Induction of Gene Amplification on the Chromosome of Bacillus subtilis and Its Application

枯草芽孢杆菌染色体基因扩增的诱导及其应用

• 批准号: 62470121
• 负责人: YAMASAKI Makari
• 金额: $ 3.65万
• 依托单位: The University of Tokyo
• 依托单位国家: 日本
• 项目类别: Grant-in-Aid for General Scientific Research (B)
• 财政年份: 1987
• 资助国家: 日本
• 起止时间: 1987 至 1988
• 项目状态: 已结题
• 来源: https://kaken.nii.ac.jp/en/grant/KAKENHI-PROJECT-62470121/
• 关键词: Bacillus subtilis; Gene Amplification; Tunicamycin Resistance Gene; ツニカマイシン; timrB遺伝子

We discovered a gene amplification occurred on the chromosome of Bacillus subtilis in the course of the study of a tunicamycin-resistant and amylase hyper-producing mutant. We found that the same gene amplification can be induced on the chromosome of the recipient bacteria by competence transformation and revealed the essential structure of the transforming DNA fragment. The objectives of this study were to induce amplification of foreign genes on the chromosome of B. subtilis and to analyse the function of the tunicamycin-resistant gene, tmrB,used as the selective marker of gene amplification.In the first year, we aimed to induce amplification of foreign genes. We have cloned a 6.4kb EcoRI fragment which contains the tmrB gene and a part of the amyE gene for alpha-amylase. This fragment can induce gene amplification by competence transformation. We inserted the chloramphenicol acetyltransferase gene, cat, of the plasmid pC194 in the middle of the 6.4kb EcoRI fragment. We transformed a amyE07 mutant with this fragment and selected amylase-positive and tunicamycin-resistant transformants. These transformants had about 20 copies of the cat gene on the chromosome and were highly resistant to chloramphenicol (40 mcg/ml).In the last year, we aimed to analyze the possible function of the tmrB gene. We determined the initiation base of transcription of tmrB gene by Sl mapping and confirmed that the gene is actually transcribed. We examined if any degradation or modification of tunicamycin occurred in the resistant mutants but failed to find any significance. The target enzyme of tunicamycin also had any difference between the resistant and sensitive cells.

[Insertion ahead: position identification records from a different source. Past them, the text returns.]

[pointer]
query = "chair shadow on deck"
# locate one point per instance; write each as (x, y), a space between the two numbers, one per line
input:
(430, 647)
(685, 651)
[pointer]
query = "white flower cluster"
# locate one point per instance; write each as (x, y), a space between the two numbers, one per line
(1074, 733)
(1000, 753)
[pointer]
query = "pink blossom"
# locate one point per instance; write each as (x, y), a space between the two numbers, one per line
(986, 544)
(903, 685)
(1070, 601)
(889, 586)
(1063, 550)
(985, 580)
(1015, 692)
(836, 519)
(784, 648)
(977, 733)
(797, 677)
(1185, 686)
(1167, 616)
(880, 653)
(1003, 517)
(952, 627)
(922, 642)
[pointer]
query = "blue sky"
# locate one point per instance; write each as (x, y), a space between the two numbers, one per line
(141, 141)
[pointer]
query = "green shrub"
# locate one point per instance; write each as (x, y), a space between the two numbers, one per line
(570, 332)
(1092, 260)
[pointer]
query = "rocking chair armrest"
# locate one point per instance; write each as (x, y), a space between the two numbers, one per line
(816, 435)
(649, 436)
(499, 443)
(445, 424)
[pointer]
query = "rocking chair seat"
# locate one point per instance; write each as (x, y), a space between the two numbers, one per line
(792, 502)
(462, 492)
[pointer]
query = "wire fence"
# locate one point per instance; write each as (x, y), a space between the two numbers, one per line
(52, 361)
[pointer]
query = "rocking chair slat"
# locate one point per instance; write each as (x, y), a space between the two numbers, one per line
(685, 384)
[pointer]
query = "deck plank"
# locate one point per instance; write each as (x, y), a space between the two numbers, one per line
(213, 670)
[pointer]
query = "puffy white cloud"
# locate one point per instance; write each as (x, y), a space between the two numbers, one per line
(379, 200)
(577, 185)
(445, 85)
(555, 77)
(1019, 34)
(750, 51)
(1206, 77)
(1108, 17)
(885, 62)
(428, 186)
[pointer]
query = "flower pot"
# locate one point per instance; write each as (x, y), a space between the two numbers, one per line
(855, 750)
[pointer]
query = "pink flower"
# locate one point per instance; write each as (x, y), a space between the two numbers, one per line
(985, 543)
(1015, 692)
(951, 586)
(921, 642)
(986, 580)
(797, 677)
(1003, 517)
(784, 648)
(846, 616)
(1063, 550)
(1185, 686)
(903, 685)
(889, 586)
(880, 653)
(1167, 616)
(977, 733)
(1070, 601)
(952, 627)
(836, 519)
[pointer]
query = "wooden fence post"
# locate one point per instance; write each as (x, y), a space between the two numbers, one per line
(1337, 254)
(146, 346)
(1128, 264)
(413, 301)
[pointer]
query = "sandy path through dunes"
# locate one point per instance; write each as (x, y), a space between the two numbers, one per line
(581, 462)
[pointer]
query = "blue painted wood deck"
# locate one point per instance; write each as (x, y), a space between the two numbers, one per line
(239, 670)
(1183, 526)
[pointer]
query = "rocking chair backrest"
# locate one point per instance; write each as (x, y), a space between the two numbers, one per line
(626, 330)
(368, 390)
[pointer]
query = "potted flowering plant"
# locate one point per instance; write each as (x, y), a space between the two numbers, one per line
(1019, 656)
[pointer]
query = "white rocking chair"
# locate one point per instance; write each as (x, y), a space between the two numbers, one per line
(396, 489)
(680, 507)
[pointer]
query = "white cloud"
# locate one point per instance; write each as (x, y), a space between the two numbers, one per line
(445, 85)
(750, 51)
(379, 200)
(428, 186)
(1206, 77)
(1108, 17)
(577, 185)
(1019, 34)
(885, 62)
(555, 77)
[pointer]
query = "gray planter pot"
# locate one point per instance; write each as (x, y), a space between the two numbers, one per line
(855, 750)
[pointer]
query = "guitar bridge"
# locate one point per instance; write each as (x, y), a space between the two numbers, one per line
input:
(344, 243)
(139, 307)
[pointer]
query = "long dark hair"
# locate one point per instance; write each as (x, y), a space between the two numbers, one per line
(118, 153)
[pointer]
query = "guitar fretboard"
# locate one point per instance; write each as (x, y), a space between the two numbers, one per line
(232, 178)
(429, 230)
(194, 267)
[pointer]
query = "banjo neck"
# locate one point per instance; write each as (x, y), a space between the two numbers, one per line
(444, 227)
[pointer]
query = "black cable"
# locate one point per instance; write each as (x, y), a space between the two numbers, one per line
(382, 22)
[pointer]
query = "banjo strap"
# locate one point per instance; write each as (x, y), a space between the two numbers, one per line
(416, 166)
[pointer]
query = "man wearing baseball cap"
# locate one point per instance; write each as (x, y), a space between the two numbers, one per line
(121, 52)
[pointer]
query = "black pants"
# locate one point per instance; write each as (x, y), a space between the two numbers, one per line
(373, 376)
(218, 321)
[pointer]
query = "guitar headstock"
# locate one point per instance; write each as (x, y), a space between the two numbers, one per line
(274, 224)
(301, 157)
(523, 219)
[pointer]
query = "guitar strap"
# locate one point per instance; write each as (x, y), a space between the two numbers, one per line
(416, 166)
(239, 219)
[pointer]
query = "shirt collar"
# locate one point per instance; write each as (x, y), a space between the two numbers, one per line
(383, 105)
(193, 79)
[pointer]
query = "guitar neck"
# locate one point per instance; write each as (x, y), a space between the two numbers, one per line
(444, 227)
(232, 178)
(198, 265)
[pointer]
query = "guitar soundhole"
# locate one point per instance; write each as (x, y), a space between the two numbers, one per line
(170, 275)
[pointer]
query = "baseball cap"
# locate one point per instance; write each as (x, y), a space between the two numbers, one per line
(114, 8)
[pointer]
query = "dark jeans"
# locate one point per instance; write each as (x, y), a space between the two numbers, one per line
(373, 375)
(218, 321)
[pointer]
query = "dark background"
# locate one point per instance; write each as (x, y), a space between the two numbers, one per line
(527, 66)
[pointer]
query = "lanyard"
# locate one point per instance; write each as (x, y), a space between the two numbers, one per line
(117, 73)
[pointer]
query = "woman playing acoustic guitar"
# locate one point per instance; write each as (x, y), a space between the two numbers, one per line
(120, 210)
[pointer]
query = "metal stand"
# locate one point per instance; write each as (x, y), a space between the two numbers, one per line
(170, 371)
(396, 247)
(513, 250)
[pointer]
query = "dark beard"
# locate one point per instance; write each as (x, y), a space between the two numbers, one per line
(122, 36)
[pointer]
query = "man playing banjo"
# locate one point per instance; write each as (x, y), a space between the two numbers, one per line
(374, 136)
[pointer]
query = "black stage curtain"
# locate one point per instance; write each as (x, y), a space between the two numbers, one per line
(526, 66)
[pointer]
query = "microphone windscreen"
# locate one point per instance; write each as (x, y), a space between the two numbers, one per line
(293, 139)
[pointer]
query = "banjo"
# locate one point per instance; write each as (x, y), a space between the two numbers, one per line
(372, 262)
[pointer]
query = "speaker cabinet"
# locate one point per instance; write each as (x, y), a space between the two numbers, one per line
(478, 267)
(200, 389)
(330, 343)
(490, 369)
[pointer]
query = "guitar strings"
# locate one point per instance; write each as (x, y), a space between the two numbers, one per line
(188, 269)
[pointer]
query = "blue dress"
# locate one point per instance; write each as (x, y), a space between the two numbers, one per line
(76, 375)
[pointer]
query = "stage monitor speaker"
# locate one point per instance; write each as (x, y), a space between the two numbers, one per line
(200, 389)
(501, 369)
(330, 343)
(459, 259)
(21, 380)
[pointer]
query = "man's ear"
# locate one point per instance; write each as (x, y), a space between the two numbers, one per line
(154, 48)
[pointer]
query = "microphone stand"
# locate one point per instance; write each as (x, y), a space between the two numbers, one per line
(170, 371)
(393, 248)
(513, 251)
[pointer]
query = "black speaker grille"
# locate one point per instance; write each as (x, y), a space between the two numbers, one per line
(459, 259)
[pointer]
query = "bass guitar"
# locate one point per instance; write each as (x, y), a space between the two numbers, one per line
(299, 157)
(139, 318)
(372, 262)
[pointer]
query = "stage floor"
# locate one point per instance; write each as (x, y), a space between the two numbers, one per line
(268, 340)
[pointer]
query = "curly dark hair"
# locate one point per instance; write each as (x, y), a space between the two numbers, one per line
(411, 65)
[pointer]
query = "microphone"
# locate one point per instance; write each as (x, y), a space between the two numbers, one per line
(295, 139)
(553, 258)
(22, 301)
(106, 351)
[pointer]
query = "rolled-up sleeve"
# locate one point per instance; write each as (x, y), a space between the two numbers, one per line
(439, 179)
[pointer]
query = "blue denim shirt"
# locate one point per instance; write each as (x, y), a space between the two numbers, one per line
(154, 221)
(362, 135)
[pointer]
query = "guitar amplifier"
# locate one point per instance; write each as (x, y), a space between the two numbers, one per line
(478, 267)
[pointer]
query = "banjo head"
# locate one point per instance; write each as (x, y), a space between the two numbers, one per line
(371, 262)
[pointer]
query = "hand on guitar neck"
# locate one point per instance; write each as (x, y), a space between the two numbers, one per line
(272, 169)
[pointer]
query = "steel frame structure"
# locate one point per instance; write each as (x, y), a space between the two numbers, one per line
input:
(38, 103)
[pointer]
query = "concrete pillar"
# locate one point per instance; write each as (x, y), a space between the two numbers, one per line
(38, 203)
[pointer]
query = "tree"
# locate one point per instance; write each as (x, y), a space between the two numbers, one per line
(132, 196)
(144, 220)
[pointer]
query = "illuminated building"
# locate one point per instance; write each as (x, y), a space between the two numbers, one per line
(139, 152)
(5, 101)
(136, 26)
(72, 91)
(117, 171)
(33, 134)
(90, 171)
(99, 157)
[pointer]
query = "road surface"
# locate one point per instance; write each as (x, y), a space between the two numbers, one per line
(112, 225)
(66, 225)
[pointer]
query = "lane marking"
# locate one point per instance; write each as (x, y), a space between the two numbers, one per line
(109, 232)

在研究衣霉素抗性和淀粉酶高产突变株的过程中，我们发现枯草芽孢杆菌的染色体上发生了基因扩增。我们发现，通过感受态转化可以在受体细菌的染色体上诱导出相同的基因扩增，并揭示了转化DNA片段的基本结构。本研究的目的是诱导枯草芽孢杆菌染色体上外源基因的扩增，并分析衣霉素抗性基因tmrB作为基因扩增的选择标记的功能。我们克隆了一段6.4kb的EcoRI片段，该片段包含tmrB基因和α-淀粉酶的部分AMIE基因。该片段可通过能力转化诱导基因扩增。在6.4kb的EcoRI片段中间插入了pC194的氯霉素乙酰转移酶基因CAT。我们用该片段转化了一个amerE07突变体，并筛选出了淀粉酶阳性和衣霉素抗性的转化子。这些转化子的染色体上有大约20个拷贝的CAT基因，并且对氯霉素(40微克/毫升)具有高度抗性。我们通过Sl定位确定了tmrB基因转录的起始碱基，证实该基因确实转录了。我们检查了衣霉素在抗性突变体中是否发生了降解或修饰，但没有发现任何意义。衣霉素靶标酶在耐药细胞和敏感细胞之间也无明显差异。

项目成果

A.Tanimoto,S.Harada,K.Yoda,M.Yamasaki,G.Tamura,et al.: Agric.Biol.Chem.52. 863-864 (1988)

A.Tanimoto、S.Harada、K.Yoda、M.Yamasaki、G.Tamura 等人：Agric.Biol.Chem.52。

M. Yamasaki; M. Mori; K. Yoda: "Bacterial Gene Amplification and Its Application" Bioscience and Industry. 46. 3145-3152 (1988)

M.山崎；

M.Mori;K.Hashiguchi;K.Yoda;M.Yamasaki: J.Gen.Microbiol.134. 85-95 (1988)

M.Mori；K.Hashiguchi；K.Yoda；M.Yamasaki：J.Gen.Microbiol.134。

M.Mori;K.Hashiguchi;K.Yoda;M.Yamasaki: J.Gen.Microbiol.1988. 85-95

M.Mori；K.Hashiguchi；K.Yoda；M.Yamasaki：J.Gen.Microbiol.1988。

M.Mori;K.Yoda;M.Yamasaki: Agric.Biol.Chem.53. (1989)

M.Mori；K.Yoda；M.Yamasaki：Agric.Biol.Chem.53。